In Miami Beach gibt es sogar eine kleine Fußgängerzone die Lincoln Road Mall. Diese ist ebenso einen Besuch Wert. Abends ist da richtig was los. Restaurants, Livemusik, gut gekleidete Leute, Essen auf dem Bürgersteig....... hatten wir das nicht schon mal?? Es fehlen die Autos und der Strand aber sonst sind die Unterschiede zum Ocean Drive nicht wirklich zahlreich, aber die Stimmung ist schon etwas anders. Ruhiger, keine Discos, etwas gediegener nicht so marktschreierrisch. Na ja vom Miamiableger des Hofbräuhauses mal abgesehen. Wer Brezn und Weißwurscht braucht...bitte schön. Wieso gibt es eigentlich kein Braunkohl (Grünkohl) & Pinkel Restaurant in Florida??? 

Espanola Way

Noch ruhiger und szeniger, künstlerischer geht es im Espanola Way zu. Hier zweit Blöcke südlich der Lincoln Road Mall beginnt am östlichen Ende eine bei den locals sehr beliebte Ausgehgelegenheit. Die Häuser sind von Stil her sehr spanisch, nix Art Deco. Ein Schild weisst sogar auf das „Historic Spanisch Village“ hin, was ich aber ein wenig übertrieben finde, wie fast alles was die Amis so historisch nennen. Man kann auf dieser kurzen Straße wunderbar schlendern und einen Kaffe trinken, oder etwas essen. Kunstgalerien und schicke Boutiquen und ein paar andere exotische Shops runden das Bild ab. Wenn man sich fragt wo Paris Hilton die Diamant-Halsbänder und Nerz-Jäckchen für Ihre Kuschel-Hündchen her bekommt....hier gibt’s so einen Laden.
Ein "echter" Geheimtipp da sich in diese Straße kaum Touristen verlaufen.

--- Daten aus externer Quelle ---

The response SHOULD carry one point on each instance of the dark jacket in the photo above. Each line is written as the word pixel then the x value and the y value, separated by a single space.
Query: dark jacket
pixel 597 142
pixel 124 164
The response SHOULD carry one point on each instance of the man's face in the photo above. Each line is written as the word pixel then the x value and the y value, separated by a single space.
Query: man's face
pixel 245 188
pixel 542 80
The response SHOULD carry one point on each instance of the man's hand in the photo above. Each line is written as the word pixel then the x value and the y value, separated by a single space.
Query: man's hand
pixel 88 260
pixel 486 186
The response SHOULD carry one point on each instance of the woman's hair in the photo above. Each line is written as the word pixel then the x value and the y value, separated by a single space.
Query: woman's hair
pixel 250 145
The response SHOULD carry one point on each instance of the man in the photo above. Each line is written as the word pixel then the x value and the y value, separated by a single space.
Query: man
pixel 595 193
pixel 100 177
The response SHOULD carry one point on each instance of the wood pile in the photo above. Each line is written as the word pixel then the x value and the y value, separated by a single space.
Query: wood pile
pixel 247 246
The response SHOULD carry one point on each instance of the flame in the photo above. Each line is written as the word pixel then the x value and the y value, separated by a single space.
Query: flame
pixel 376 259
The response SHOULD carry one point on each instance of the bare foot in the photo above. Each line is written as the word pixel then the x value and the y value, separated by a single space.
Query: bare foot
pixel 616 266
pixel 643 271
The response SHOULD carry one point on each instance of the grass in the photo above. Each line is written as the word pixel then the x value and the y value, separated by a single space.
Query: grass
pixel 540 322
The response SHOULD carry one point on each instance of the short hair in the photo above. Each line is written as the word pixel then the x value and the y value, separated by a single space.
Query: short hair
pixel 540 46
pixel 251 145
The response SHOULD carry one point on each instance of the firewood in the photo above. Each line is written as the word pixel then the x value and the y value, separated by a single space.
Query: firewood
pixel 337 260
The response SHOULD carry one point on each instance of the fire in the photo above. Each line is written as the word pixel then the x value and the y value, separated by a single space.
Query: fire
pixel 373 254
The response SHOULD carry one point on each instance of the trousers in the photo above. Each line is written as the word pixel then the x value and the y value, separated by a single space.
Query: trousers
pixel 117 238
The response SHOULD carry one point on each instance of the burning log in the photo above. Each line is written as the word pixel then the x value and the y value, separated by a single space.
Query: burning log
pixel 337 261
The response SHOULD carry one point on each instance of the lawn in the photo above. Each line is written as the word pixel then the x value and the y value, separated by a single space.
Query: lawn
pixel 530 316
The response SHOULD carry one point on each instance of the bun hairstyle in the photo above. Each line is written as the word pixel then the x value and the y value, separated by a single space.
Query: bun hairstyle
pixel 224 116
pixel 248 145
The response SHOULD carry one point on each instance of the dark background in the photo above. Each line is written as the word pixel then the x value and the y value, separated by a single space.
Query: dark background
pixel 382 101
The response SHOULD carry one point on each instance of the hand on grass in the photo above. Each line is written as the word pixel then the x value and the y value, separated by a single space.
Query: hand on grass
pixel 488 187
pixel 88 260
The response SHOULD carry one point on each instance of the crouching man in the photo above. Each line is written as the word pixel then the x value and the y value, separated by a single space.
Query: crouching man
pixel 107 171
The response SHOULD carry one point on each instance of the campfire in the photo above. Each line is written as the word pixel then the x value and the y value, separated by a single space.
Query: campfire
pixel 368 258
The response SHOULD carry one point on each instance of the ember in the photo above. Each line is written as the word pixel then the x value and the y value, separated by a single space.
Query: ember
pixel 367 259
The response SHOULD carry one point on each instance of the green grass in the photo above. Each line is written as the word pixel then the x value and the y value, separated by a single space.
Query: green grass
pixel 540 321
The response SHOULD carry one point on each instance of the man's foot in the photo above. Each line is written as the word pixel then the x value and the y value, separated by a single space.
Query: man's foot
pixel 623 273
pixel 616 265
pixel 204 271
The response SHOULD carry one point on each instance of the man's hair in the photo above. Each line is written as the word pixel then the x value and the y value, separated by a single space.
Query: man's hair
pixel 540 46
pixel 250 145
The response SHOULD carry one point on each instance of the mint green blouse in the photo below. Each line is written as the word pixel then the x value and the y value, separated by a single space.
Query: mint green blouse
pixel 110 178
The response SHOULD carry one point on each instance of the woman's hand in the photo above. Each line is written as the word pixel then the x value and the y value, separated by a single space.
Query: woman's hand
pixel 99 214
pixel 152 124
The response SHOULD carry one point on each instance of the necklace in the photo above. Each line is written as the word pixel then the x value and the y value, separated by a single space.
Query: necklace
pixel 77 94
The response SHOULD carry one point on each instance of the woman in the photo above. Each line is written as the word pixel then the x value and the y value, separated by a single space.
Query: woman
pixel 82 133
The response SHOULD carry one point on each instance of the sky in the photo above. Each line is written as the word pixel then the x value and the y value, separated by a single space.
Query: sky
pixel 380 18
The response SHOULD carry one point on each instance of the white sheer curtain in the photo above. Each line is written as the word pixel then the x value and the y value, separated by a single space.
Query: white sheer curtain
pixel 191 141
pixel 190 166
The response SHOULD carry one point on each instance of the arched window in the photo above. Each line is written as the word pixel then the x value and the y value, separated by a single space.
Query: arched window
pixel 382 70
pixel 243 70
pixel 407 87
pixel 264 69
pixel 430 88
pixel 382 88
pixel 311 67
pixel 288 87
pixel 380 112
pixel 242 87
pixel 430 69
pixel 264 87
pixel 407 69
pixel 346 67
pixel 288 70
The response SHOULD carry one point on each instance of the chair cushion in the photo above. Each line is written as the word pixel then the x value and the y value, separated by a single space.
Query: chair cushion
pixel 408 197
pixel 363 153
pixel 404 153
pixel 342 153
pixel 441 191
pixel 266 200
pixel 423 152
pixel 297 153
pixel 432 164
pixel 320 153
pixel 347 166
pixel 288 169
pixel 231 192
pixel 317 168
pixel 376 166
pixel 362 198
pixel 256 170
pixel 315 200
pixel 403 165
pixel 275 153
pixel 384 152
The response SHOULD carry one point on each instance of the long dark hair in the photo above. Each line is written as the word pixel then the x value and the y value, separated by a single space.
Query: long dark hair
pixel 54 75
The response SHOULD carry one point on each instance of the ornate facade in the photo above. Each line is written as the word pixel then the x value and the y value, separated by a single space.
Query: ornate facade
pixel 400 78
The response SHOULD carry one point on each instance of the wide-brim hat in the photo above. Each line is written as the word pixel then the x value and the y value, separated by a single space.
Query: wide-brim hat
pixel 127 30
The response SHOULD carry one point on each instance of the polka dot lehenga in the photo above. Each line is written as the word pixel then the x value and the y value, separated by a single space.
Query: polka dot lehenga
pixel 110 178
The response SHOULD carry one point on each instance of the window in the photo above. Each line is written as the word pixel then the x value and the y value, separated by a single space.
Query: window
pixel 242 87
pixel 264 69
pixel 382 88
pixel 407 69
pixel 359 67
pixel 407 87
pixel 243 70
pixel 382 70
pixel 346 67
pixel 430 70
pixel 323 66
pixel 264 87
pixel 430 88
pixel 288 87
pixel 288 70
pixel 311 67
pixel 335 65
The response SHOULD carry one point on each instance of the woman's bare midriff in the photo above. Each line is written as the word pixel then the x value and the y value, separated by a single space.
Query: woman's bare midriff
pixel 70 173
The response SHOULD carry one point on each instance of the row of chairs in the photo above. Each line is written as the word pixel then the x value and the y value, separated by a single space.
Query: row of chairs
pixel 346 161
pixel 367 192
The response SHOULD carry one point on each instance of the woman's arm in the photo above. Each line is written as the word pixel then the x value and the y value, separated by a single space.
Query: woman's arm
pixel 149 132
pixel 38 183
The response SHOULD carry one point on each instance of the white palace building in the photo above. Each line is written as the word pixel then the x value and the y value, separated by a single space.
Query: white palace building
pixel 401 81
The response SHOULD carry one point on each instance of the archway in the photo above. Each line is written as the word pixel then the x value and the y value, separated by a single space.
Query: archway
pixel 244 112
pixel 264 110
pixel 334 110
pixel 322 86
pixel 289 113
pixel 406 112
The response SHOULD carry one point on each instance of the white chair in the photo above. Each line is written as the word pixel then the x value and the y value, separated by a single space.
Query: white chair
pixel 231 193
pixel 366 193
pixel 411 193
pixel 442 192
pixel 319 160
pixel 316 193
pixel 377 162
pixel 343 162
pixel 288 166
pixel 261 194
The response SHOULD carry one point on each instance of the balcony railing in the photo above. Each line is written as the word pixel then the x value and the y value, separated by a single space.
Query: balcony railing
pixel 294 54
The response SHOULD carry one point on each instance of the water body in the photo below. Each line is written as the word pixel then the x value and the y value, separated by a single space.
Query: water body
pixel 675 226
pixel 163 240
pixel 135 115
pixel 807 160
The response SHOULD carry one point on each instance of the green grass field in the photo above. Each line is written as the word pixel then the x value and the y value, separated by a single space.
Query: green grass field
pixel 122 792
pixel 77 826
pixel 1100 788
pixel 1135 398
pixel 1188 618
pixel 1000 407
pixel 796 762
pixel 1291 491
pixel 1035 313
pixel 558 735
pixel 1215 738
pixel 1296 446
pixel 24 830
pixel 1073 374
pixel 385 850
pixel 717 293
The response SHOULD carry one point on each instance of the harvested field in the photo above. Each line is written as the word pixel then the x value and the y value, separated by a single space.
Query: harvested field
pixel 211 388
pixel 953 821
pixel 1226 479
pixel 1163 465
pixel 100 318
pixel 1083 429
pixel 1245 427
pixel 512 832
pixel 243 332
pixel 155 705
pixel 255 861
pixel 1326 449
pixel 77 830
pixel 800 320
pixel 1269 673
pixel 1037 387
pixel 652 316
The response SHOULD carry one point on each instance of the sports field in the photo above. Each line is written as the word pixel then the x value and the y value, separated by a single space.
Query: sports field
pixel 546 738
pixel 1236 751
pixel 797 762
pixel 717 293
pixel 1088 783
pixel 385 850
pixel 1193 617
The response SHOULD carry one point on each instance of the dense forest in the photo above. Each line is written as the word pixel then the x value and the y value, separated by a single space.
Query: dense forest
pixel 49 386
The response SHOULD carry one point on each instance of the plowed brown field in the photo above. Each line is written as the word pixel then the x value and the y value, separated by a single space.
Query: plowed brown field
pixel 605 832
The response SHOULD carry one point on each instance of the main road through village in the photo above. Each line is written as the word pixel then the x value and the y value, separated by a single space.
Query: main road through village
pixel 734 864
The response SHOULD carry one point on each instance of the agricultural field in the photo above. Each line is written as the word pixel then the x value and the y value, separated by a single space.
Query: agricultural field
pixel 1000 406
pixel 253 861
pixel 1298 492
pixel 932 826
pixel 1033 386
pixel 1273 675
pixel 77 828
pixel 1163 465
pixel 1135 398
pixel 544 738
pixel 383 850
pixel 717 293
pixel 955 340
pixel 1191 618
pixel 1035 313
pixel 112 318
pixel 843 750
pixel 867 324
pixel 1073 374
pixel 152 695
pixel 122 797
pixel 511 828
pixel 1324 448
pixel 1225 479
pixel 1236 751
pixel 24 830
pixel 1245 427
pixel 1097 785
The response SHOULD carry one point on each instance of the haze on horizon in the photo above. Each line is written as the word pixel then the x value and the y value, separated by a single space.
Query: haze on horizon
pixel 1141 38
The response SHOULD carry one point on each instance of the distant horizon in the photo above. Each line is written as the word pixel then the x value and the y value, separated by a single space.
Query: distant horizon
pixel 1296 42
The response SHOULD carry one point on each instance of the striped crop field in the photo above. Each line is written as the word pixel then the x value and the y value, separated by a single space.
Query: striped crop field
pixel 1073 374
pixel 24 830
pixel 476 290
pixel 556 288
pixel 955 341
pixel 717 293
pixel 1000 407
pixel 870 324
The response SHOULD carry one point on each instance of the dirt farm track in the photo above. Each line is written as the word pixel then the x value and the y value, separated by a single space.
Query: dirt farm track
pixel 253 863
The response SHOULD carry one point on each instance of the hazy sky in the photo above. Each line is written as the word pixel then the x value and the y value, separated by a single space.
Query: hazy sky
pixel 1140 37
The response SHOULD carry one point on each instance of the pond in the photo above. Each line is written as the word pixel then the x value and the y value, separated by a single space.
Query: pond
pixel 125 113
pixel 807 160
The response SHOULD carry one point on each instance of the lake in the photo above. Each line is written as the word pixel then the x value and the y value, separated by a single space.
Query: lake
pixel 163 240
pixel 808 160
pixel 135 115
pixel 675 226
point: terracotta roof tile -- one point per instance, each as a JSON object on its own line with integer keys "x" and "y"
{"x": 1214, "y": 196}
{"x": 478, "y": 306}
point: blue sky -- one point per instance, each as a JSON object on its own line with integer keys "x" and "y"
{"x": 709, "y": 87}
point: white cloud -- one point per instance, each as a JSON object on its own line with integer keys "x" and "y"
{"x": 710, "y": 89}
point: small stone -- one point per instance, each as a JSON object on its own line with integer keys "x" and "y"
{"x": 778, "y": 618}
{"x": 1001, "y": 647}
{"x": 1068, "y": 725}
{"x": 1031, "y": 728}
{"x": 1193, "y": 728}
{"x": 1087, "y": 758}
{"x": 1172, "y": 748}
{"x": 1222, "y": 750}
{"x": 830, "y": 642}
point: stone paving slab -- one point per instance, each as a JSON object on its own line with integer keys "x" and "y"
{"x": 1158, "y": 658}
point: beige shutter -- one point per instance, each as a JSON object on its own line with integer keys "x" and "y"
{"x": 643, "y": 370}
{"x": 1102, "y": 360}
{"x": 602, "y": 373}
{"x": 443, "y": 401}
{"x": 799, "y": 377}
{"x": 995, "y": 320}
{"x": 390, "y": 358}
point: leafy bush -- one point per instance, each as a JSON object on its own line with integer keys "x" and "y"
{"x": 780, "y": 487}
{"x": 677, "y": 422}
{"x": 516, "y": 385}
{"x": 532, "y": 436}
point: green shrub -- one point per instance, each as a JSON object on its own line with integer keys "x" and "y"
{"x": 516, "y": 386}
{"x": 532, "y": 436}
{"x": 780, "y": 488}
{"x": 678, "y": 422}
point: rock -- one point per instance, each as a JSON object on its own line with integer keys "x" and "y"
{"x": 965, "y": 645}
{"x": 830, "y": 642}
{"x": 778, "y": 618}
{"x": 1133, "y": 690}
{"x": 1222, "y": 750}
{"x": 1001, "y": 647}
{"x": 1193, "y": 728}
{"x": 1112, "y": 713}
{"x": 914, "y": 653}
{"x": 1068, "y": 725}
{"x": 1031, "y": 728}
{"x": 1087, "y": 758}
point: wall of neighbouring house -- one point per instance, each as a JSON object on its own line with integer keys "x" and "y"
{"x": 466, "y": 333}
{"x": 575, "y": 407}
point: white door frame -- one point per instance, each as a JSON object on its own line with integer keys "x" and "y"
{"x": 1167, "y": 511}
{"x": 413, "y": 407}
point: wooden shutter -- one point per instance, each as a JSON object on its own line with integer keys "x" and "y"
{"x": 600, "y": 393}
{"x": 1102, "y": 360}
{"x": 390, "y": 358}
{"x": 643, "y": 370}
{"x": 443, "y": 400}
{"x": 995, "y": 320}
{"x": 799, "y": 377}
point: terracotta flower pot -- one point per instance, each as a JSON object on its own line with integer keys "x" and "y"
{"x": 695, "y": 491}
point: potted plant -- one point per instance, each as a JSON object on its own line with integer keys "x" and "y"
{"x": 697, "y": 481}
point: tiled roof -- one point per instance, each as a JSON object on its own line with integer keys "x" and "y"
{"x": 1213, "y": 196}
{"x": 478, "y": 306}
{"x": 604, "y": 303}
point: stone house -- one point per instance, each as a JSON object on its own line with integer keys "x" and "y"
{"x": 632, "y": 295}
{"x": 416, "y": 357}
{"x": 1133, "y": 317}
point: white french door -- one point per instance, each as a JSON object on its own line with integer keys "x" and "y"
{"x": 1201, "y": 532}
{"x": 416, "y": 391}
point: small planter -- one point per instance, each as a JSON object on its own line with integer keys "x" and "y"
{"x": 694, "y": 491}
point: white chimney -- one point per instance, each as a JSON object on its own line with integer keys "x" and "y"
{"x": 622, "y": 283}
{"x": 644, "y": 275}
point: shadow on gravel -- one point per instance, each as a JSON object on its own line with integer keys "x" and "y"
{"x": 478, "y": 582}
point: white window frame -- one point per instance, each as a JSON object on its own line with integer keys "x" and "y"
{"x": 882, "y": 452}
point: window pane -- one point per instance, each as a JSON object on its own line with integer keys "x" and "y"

In North Miami Beach in den Bal Harbor Shops kann man sehen wo die Reichen einkaufen. War zwar selber länger nicht mehr da, weiss aber noch das man von Dach der Parkgarage einen schönen Ausblick über Surfside und Bal Harbor hat. In den Schaufenstern von Chanel, Bulgari, Tiffany, Hermes, Armani, Gucci, Versace und Co. hängt meist nur 1 Teil und der Preis steht natürlich nicht dran.
Hier nix shopping - only looking - evtl. Kaffee drinking (gilt jedenfalls für mich).
Wenn Brezelwoman dann eine Stretch-Limo sieht vermutet sie immer gleich einen Megastar a la Madonna im inneren. Das die in den Bal Harbor Shops einkaufen könnte, steht ja auch außer Frage. Oder die will sich die Haare machen lassen, denn gibt es hier einen Promifriseur der sogar schon dem kalifornischen Schwarzenegger-Terminator die Haare geföhnt hat.

Die Straße (Collins Avenue = A1A) zwischen South Beach und Bal Harbor, entlang der Hotels und des Strandes, ist schön zu fahren. Im Norden reiht sich ein Hotel an das nächste. Die Strände sehr ruhig und schön zum baden. Zwischen den Hotels und dem Strand in den Dünen, ist ein kilometerlanger Weg zum Joggen oder Radfahren.
Im Süden geht es sehr rummelig zu auf der Collins Ave. und seiner Parallelstraße der Washington Ave.. Halbnackte Latinos, Cabrios mit Supersound, Fast Food, Publix, Hotels, Rollerblader, Art Deco, T-Shirt Buden u.s.w.. Ich cruise abens mal ganz gerne durch das 1/4. Viele Eindrücke stürmen auf einen ein. Eine unvergesliche Stimmung.

Zwischen North Shores und Surfside befindet sich die North Shore State Recreation Area. Dieser Park gilt einer einer der besten in Miami. Der dazu gehörende Strand wurde als bester Miamis auch schon mal ausgezeichnet. Mit einem $ Eintritt ist man dabei. Alle üblichen Einrichtungen sind vorhanden. Spielplätze, öffentliches WC, Duschen, bewachter Strand, Wanderwege durch den Wald und die Dünen usw.. Alles sehr schön und sehr sauber.

Am nächsten Tag ging es schon weiter über den Coral Cove Park bis nach Orlando. Den Park haben wir hier das erste Mal besucht und schätzen gelernt.